The Worlds 2021 opening song is one example: It’s a set of four different shots that looks like one continuous drone shot following Vi through her descent into Zaun in an elevator. Upcomer spoke with Nick Troop, Executive Producer of League of Legends and Wild Rift Global Esports Events at Riot Games, and Matthew Kauth, Head of Production at London Alley, about how the Worlds 2021 opening ceremony was constructed, specifically the opening shot.
The opener to the song performance is a long, winding take that mixes real steady camera footage with technologically rendered blue screen animation. Troop explained the sequences in terms of stories, starting with Vi entering the elevator and continuing with her fall into Zuan as the camera circles around her. As she arrives at her destination, the camera moves through the city in an open market and flies past the citizens as they go about their days.
“We needed to be what’s in camera to not only be real but feel real,” Troop said. “The easiest way to make something feel real is to just build it.”
The first story with Vi is a set that was built for the opening ceremony. After that, the cinematic is a mixture of the two with animation throughout to make the transitions as seamless as possible.
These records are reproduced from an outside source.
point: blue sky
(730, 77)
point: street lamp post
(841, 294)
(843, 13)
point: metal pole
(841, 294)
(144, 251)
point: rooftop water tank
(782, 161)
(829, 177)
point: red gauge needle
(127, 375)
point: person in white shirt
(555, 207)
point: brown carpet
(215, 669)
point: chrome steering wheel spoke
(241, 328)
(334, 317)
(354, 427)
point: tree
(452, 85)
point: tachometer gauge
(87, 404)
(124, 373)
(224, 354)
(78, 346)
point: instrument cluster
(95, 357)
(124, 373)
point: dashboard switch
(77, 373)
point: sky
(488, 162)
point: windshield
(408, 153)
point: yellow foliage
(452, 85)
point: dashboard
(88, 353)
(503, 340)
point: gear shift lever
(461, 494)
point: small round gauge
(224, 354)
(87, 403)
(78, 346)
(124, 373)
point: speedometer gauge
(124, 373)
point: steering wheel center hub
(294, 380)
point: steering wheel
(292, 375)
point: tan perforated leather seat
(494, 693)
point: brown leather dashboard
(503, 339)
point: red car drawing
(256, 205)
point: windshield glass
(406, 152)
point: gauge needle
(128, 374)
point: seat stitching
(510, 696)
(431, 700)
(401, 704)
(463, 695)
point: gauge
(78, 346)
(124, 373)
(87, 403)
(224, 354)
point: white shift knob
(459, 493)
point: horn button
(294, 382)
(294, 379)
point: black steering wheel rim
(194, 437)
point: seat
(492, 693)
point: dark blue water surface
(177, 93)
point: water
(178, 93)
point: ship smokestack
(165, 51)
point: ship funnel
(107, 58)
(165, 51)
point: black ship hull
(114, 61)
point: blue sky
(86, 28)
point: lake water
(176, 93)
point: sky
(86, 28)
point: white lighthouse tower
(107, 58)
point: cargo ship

“Everything from the sheep and the physical detailing, down into paint selection and streaks and how it’s applied and even things as minute as where there’s fabric,” Troop said, were taken into account. “Watching somebody with a paintbrush the size of a toothbrush hand-paint in highlights on the fabric so it doesn’t look like fabric from our world but looks like fabric from the world we are trying to put in the camera.”
Kauth said the first two stories are authentic despite how fantastical it all might look.
“Everything, every cart, everything there is practical and in 360 degrees on that set,” Kauth said. “If you stood in the middle of it and kind of spun around, there is set all around you. There’s no opening for like where a camera would go. It felt like a very immersive feature film set we were shooting on.”